Aquellos días siempre tuvieron la apariencia de una gran aventura.
Es verdad que había incertidumbre y es verdad que por momentos sobraba la nostalgia. Supongo que estaba jugando a una especie de rifa: apostando a que la vida daría otras vueltas y que al final del túnel habría alguna luz, sopa y ropa caliente.
Cuando saludaba a los jugadores de golf y los llamaba por su nombre: Mister lo que sea, me recordaba a mí mismo llegando apurado a un partido de tenis. Veía a ese muchacho en un automóvil, llegando al gimnasio con su maleta de ropa limpia a las 7 de la mañana de Lima y al hombre de la puerta saludándolo: Buenos días señor Gonzales.
Me parecía honesto tener la chance de ver el mundo desde otra perspectiva. Lo veía no tanto como una pena sino como un regalo.

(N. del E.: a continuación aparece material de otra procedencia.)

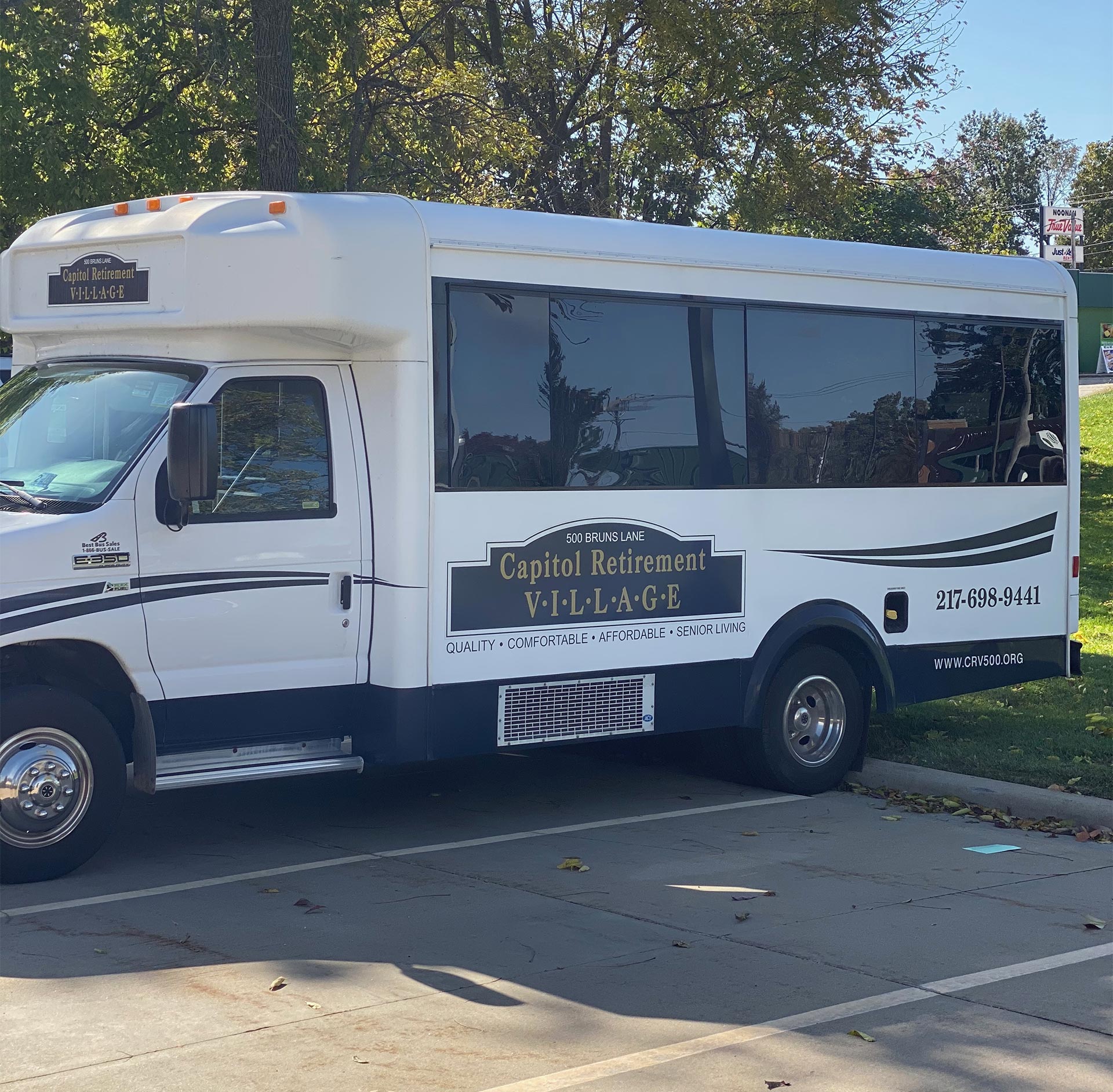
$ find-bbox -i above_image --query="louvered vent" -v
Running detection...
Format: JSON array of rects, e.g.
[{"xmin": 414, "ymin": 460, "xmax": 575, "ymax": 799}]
[{"xmin": 499, "ymin": 675, "xmax": 653, "ymax": 747}]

Y si alguien me dice que no es fácil pues le replico que tampoco es tan difícil. Con el debido respeto a esas lágrimas que aparecieron de vez en cuando, agradezco a quienes aparecieron en el camino a recordarme que mi vida era mejor que la de muchos.
«El mundo es tuyo» me dijo ayer ella y yo le repliqué (quizá pensando en esos laberintos, en las oportunidades y las opciones de Nueva York): el mundo es de todos.